Lorenz Estermann


Simon Baur und H.P.Wipplinger, 2008 Katalogtexte >instant city< (française )





















Simon Baur: 
(traduction française Florence Hetzel)

Espaces vides entre les mots
Lorenz Estermann et sa conception de la maquette et du modèle


Elles refont régulièrement surface, ces trois représentations de la Città ideale, ce vaste projet certes a priori réalisable en peinture, qui ne fut cependant jamais construit, idéal et réalité n'étant pas compatibles en tant que tels.
Le mythe de ces représentations repose également sur le fait que jusqu'à nos jours, leurs auteurs n'ont toujours pas été formellement identifiés. Parmi les experts circulent les noms de Piero della Francesca, de Luciano Laurana et de Francesco di Giorgio Martini. Il est tout aussi difficile d'établir avec certitude les motifs de leurs commanditaires.

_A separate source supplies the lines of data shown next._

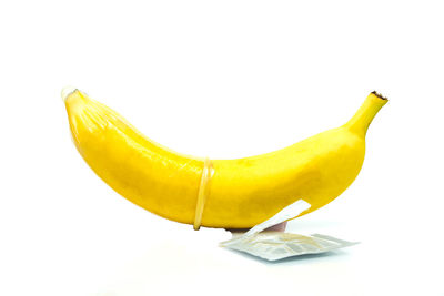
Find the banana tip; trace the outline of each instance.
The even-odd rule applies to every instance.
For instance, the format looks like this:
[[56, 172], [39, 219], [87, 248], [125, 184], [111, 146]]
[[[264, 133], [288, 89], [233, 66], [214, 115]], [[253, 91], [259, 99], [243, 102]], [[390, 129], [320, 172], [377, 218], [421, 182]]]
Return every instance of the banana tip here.
[[63, 102], [65, 102], [67, 99], [68, 99], [68, 96], [69, 96], [71, 93], [73, 93], [74, 91], [77, 91], [77, 89], [75, 89], [74, 86], [71, 86], [71, 85], [64, 86], [64, 88], [62, 89], [62, 92], [61, 92]]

Ces tableaux « d'auteurs anonymes » sont des constructions, partiellement concrétisées dans plusieurs villes d'Italie, qui correspondent à la représentation idéale que s'en faisaient les peintres, les architectes, les paysagistes et également les princes de la Renaissance.
Sur le premier tableau, on découvre un arc de triomphe, derrière lequel on aperçoit une tour dans la nature, d'un côté un amphithéâtre et de l'autre un baptistère ; au premier plan, une grande place avec des colonnes et un jeu d'eau.
Le deuxième tableau montre un baptistère dans l'axe central, à gauche et à droite, des habitations et des fontaines, une basilique à l'arrière-plan.
Le troisième tableau présente une allée qui s'ouvre sur une place avec des bâtiments, et à l'horizon, un port avec des bateaux.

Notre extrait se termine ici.